The Movie Waffler New Release Review - Carrie | The Movie Waffler

New Release Review - Carrie

Latest adaptation of the Stephen King novel.

Directed by: Kimberly Peirce
Starring: Chloe Grace Moretz, Julianne Moore, Gabriella Wilde, Portia Doubleday, Judy Greer, Ansel Elgort

Socially awkward teen Carrie White (Moretz) is showering after gym class when she experiences her first period, causing her to panic in the belief she is dying. Her classmates mock her and one, Chris Hargensen (Doubleday), films the incident on her phone, later uploading the footage to YouTube. This leads the school to take action against Chris, banning her from attending the upcoming school prom.

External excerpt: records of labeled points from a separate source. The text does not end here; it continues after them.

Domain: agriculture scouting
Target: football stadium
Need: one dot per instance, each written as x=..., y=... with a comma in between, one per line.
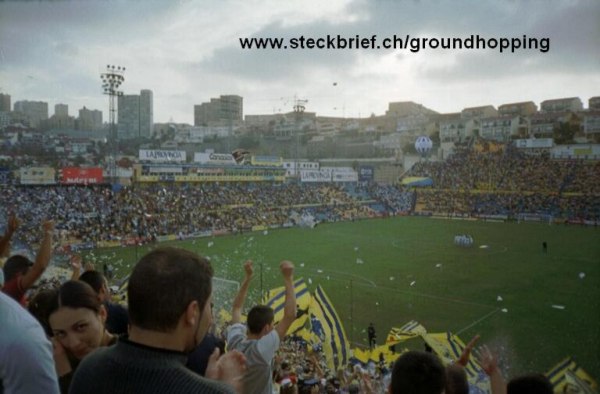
x=300, y=197
x=507, y=251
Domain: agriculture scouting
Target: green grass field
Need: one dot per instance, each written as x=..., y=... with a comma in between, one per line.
x=367, y=269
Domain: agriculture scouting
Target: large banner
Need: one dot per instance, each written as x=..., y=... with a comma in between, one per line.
x=531, y=143
x=272, y=161
x=315, y=176
x=344, y=177
x=38, y=176
x=4, y=175
x=366, y=173
x=221, y=159
x=163, y=156
x=341, y=174
x=81, y=176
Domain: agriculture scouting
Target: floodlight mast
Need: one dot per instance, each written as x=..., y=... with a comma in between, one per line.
x=112, y=79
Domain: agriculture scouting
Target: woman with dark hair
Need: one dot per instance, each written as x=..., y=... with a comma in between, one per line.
x=76, y=319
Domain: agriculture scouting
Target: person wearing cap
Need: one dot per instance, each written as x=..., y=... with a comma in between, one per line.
x=167, y=323
x=26, y=364
x=20, y=273
x=260, y=339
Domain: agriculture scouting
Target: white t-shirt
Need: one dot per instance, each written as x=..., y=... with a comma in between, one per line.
x=259, y=357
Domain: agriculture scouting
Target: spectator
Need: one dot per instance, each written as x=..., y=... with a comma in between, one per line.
x=371, y=334
x=456, y=380
x=261, y=339
x=198, y=358
x=25, y=353
x=170, y=312
x=11, y=226
x=117, y=321
x=20, y=273
x=418, y=372
x=76, y=318
x=489, y=363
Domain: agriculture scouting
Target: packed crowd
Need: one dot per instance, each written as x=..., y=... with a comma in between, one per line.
x=67, y=336
x=510, y=183
x=146, y=211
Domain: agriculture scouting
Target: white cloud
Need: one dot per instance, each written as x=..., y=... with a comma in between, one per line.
x=188, y=52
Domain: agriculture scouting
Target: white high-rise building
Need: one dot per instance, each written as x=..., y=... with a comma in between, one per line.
x=136, y=115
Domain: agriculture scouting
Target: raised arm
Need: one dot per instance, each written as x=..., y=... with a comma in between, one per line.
x=11, y=227
x=238, y=301
x=488, y=362
x=76, y=261
x=42, y=258
x=289, y=307
x=464, y=357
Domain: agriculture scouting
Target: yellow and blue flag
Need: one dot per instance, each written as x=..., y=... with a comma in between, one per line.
x=410, y=330
x=339, y=343
x=275, y=299
x=449, y=348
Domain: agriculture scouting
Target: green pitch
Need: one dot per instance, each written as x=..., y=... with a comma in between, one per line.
x=395, y=270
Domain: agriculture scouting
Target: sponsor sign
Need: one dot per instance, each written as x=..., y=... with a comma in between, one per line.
x=315, y=176
x=272, y=161
x=531, y=143
x=163, y=156
x=37, y=176
x=345, y=177
x=214, y=158
x=81, y=176
x=366, y=173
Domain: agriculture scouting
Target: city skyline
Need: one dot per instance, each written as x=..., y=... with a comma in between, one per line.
x=188, y=52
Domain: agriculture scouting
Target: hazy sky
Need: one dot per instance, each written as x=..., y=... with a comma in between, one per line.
x=188, y=51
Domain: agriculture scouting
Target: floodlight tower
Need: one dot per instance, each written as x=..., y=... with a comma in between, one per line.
x=112, y=78
x=299, y=108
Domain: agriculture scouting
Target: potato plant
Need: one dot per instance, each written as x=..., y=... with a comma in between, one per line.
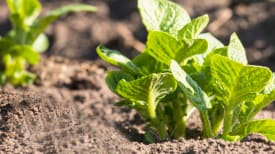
x=182, y=69
x=23, y=43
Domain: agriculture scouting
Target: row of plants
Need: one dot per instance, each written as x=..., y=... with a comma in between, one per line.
x=22, y=45
x=182, y=70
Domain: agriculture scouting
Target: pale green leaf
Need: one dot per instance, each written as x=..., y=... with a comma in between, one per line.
x=147, y=64
x=236, y=50
x=163, y=15
x=114, y=77
x=213, y=42
x=162, y=46
x=198, y=46
x=192, y=90
x=148, y=89
x=24, y=12
x=116, y=58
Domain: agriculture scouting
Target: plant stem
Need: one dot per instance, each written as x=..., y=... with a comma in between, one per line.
x=155, y=121
x=179, y=130
x=228, y=115
x=207, y=129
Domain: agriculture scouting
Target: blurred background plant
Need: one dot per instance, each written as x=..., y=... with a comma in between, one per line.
x=22, y=44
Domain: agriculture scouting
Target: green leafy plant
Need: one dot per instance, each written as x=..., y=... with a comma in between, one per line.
x=182, y=69
x=23, y=43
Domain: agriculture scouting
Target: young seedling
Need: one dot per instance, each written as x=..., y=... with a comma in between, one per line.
x=182, y=69
x=23, y=43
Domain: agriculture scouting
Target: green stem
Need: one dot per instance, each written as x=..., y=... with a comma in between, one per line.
x=207, y=129
x=179, y=130
x=155, y=121
x=228, y=115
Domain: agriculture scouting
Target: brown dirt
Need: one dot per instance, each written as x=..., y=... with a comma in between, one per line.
x=63, y=115
x=70, y=110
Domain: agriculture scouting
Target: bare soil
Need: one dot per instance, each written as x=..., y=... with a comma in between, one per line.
x=69, y=109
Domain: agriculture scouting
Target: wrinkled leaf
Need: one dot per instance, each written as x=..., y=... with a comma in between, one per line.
x=235, y=81
x=192, y=90
x=194, y=28
x=148, y=89
x=251, y=108
x=163, y=15
x=198, y=46
x=162, y=46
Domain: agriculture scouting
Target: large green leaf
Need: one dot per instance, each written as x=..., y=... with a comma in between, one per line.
x=162, y=46
x=163, y=15
x=24, y=11
x=233, y=81
x=192, y=90
x=148, y=89
x=212, y=43
x=194, y=28
x=116, y=58
x=196, y=47
x=265, y=127
x=251, y=108
x=40, y=26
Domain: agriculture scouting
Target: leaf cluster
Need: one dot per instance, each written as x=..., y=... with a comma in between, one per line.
x=26, y=40
x=182, y=69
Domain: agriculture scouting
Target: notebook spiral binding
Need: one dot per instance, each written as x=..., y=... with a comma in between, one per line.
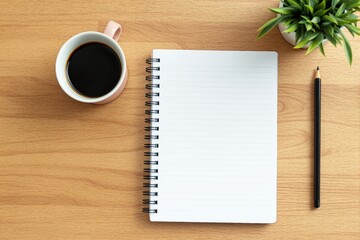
x=151, y=162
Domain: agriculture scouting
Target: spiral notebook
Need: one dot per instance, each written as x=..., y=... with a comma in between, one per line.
x=211, y=136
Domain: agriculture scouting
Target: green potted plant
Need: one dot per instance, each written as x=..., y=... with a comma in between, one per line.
x=309, y=24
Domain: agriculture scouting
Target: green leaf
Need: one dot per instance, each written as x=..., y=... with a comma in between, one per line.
x=292, y=28
x=338, y=39
x=340, y=10
x=315, y=20
x=329, y=19
x=315, y=43
x=264, y=29
x=341, y=21
x=321, y=6
x=321, y=47
x=352, y=29
x=283, y=10
x=295, y=4
x=308, y=26
x=347, y=48
x=330, y=30
x=310, y=8
x=321, y=12
x=351, y=18
x=305, y=17
x=331, y=39
x=334, y=3
x=352, y=4
x=312, y=3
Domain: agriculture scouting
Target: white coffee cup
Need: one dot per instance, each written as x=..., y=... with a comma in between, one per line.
x=110, y=37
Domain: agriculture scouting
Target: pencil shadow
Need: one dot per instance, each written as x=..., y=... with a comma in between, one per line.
x=311, y=149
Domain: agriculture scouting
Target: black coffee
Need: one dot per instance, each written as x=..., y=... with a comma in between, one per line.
x=94, y=69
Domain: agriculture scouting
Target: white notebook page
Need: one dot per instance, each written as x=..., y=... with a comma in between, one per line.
x=217, y=136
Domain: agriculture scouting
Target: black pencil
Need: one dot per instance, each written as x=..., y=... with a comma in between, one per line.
x=317, y=134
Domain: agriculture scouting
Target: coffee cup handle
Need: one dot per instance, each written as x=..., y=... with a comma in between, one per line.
x=113, y=30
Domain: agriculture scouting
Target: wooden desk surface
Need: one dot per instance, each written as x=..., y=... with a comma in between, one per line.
x=74, y=171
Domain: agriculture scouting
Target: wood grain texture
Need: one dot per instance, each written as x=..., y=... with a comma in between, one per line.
x=74, y=171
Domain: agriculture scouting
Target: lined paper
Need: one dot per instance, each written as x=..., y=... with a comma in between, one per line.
x=217, y=136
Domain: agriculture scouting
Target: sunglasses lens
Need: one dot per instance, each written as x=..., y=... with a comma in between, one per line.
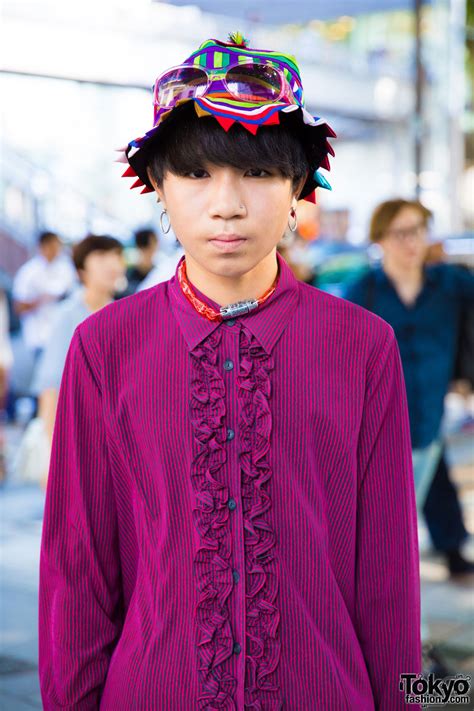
x=181, y=83
x=254, y=82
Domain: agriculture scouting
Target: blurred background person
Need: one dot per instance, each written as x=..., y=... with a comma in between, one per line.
x=38, y=285
x=100, y=266
x=424, y=304
x=424, y=300
x=6, y=360
x=146, y=244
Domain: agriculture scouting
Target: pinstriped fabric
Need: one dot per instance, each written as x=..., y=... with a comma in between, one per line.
x=230, y=519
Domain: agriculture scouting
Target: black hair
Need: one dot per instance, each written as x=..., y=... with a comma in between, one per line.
x=143, y=238
x=187, y=142
x=45, y=237
x=94, y=243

Racked with guilt for her part in the humiliation of Carrie, Sue Snell (Wilde) asks her boyfriend, popular jock Tommy Ross (Elgort), to take Carrie to the prom in her place. Tommy reluctantly agrees and, after her initial suspicion, Carrie accepts his offer, much to the displeasure of her religious zealot mother (Moore). Meanwhile, Carrie has discovered that she possesses telekinetic powers, which she learns to harness but struggles to control when fueled by rage.
This is the latest of what now makes four adaptations of Stephen King's debut novel. The most revered of course is Brian de Palma's 1976 movie, a film I've always felt was at best an exercise in style over substance, though notable for outstanding performances from Sissy Spacek and Piper Laurie, a creepy Pino Donaggio score and a tour de force grand guignol climax. 1999 gave us Katt Shea's 'The Rage: Carrie 2', which, despite its sequel billing, was essentially a remake of de Palma's film. It's a by the numbers movie but Shea's female perspective elevates it somewhat above most late nineties horror fare. David Carson's 2002 TV movie is better than you might expect and benefits from the casting of Angela Bettis as Carrie and Patricia Clarkson as her zealous mother. The material to date has resulted in three movies that are all decent in their own ways and now this awful misjudged latest version.

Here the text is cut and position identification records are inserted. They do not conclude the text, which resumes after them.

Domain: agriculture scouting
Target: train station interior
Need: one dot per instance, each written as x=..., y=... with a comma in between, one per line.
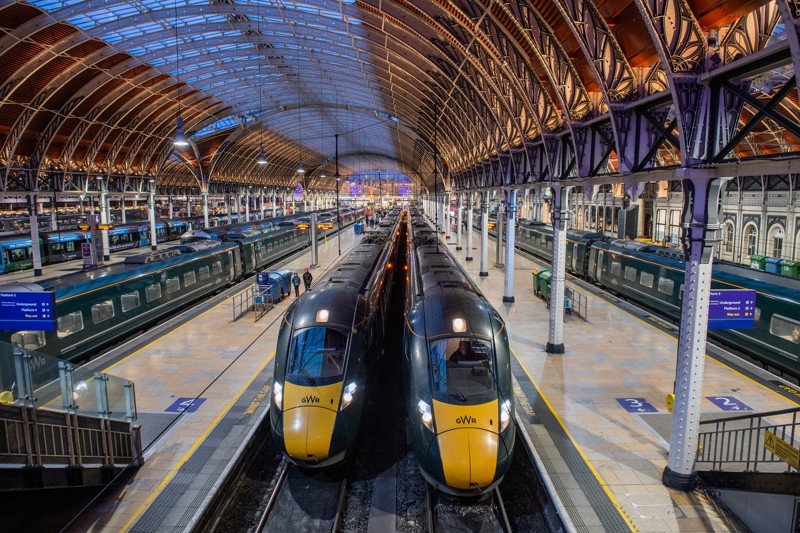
x=618, y=180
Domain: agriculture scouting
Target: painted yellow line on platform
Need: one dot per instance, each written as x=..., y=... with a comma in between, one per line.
x=132, y=520
x=596, y=474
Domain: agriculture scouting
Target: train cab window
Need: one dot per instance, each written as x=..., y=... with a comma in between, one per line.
x=785, y=328
x=665, y=285
x=152, y=292
x=462, y=367
x=173, y=285
x=102, y=311
x=130, y=301
x=29, y=340
x=69, y=324
x=317, y=353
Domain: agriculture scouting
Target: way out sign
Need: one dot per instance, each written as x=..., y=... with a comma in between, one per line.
x=780, y=448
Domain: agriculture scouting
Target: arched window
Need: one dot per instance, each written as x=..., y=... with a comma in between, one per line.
x=729, y=237
x=775, y=241
x=751, y=239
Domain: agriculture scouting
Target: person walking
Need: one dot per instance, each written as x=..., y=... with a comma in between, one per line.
x=296, y=283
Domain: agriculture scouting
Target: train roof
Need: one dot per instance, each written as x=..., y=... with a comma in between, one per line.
x=75, y=283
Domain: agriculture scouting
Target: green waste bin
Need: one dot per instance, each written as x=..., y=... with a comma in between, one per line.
x=758, y=262
x=790, y=269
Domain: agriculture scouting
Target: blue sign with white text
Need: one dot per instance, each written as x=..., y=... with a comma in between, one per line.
x=731, y=309
x=728, y=403
x=27, y=311
x=636, y=405
x=185, y=405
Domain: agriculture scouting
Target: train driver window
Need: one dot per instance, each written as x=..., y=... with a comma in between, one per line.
x=317, y=353
x=462, y=366
x=785, y=328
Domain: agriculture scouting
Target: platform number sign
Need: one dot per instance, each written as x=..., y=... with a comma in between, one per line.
x=728, y=403
x=185, y=405
x=636, y=405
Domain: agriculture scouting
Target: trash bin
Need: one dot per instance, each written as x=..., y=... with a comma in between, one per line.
x=790, y=269
x=758, y=262
x=774, y=265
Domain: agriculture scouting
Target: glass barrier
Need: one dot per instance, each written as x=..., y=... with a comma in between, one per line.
x=46, y=382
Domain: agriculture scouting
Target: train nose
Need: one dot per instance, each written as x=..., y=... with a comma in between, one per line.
x=469, y=457
x=307, y=433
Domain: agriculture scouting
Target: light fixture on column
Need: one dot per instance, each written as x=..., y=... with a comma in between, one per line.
x=180, y=139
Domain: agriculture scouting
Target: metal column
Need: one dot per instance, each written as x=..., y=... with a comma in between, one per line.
x=700, y=234
x=484, y=267
x=555, y=341
x=511, y=211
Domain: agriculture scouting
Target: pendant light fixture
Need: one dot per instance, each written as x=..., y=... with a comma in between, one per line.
x=180, y=139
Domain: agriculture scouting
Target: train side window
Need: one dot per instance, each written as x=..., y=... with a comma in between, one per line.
x=173, y=285
x=666, y=285
x=102, y=311
x=152, y=292
x=785, y=328
x=30, y=340
x=129, y=301
x=69, y=324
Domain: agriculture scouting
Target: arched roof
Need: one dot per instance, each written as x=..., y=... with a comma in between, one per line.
x=498, y=92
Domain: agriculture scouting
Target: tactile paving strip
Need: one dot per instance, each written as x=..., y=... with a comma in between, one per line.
x=206, y=461
x=604, y=508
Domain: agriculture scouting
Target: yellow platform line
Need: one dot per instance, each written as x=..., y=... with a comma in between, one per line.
x=132, y=520
x=620, y=509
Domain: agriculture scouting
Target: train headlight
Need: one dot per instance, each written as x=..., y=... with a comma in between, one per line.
x=348, y=394
x=277, y=393
x=505, y=415
x=425, y=414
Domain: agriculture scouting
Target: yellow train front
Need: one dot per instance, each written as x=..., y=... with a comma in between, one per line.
x=457, y=373
x=327, y=355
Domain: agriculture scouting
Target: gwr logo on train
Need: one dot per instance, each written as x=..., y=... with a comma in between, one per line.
x=466, y=419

Kimberly Peirce (director of 'Boys Don't Cry') was presumably chosen to add a female touch to what is very much a female story but there's nothing in the film to reflect this perspective. Her take is incredibly bland and seems intent on cashing in on the recent superhero trend. This 'Carrie' plays out like a superhero origin story with numerous scenes showing the title character excitedly developing her powers. I half expected her to design her own costume and when she finally undertakes her climactic rampage she behaves like The Hulk, causing earthquakes by stamping her feet. We saw pretty much the exact same story, albeit from a male perspective, in last year's found footage flick 'Chronicle'.

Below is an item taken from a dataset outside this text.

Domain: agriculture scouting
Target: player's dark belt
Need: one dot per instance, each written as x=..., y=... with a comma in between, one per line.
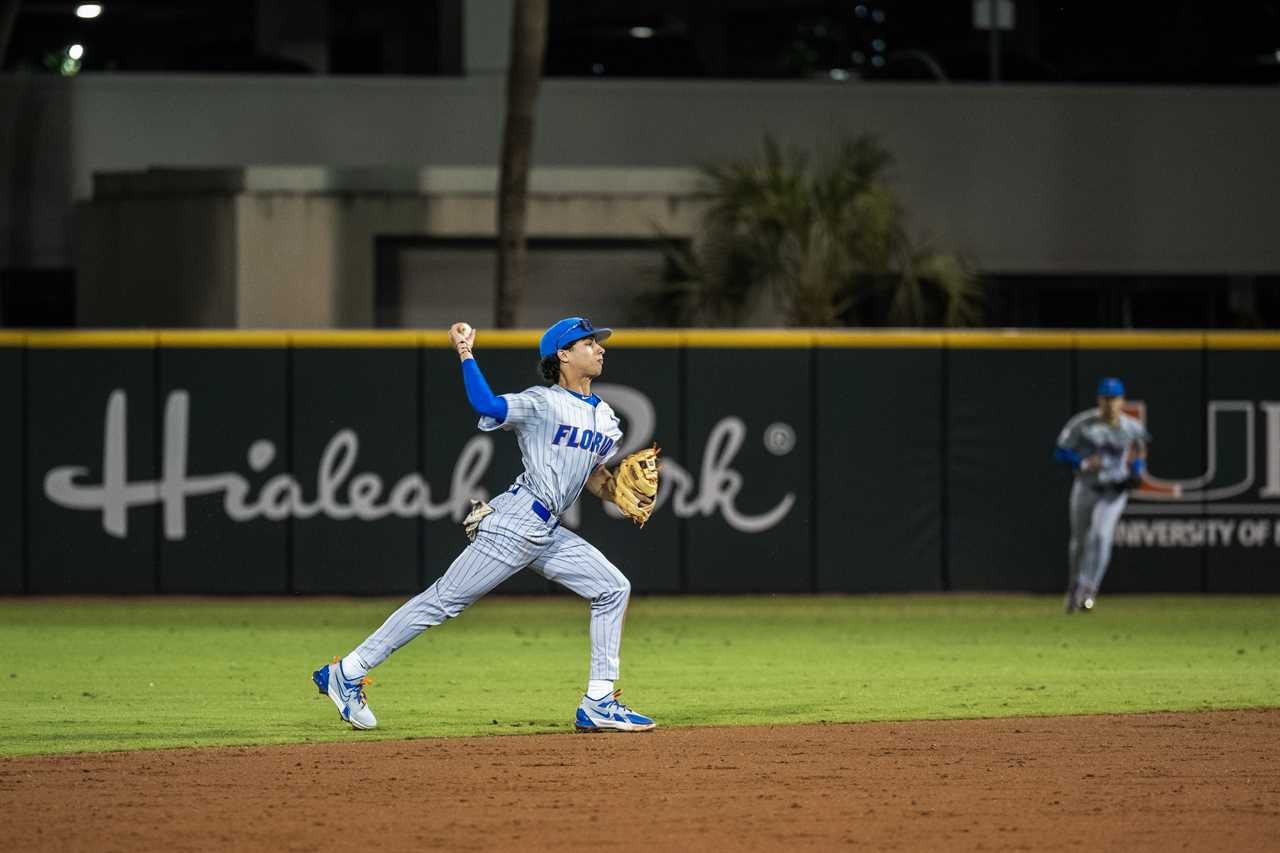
x=1109, y=489
x=538, y=509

Ultimately it's the casting that really sinks Peirce's film. We've become used to seeing twentysomething performers posing as high school kids in horror movies so the casting of Moretz (15 at the time of filming) seemed commendable. But why cast a 15 year old as Carrie only to then fill the roles of her classmates with actors almost a decade her senior? (Wilde is 24, Doubleday 25 and Elgort 19.) I'm not familiar with the intricacies of US high schools but presumably senior year students would be at least 17, making Moretz far too young for the role. The youthful actress looks closer to 13 than 17, making her relationship with her classmates seem completely bizarre and in the case of her prom date, downright creepy.
Physically, Moretz is wrong for the role. While facially she may look like a child, she's quite a tall girl and with her broad shoulders it's impossible to believe she could be physically threatened by Moore, an actress she towers over. Moore comes off as more of a pathetic figure than a scary one and the extra scenes involving her character are pointless, adding nothing to the story.
King's book and de Palma's film were attacks on the cruelty mainstream America can often inflict on those it sees as "outsiders" but this film seems intent on avoiding any antagonizing or insulting of middle America. Moretz looks like a head cheerleader rather than any kind of social misfit but it's the casting of the uber-WASPish Wilde (a descendant of Britain's King Charles II no less) as the presumably Jewish character Susan Snell that really sticks out, removing the subtext made so explicit by the very Jewish Amy Irving's casting in the same role in de Palma's version. Not wanting to insult Christians, it's now implied that Carrie's mother is misquoting the Bible, her daughter answering her back with the correct passages. Peirce seems more intent on selling her film to middle America than upsetting it. 
The film seems equally confused about how to implement modern technology. At one point Snell receives a text message from Chris, implying her evil plans for Carrie. Rather than simply making a phone call to avert the crisis, Snell hops in her car and drives all the way across town to the prom. Likewise, Carrie is able to make it all the way home and take a bath without as much as one police car arriving on the scene.
Despite its seventies origins, this is a timeless tale and could easily have become a social commentary on today's youth but nobody involved seems interested in anything more than delivering a bland retelling of a now all too familiar story. A final revelation that leads nowhere suggests a darker ending that may have been ultimately considered too unpalatable for audiences.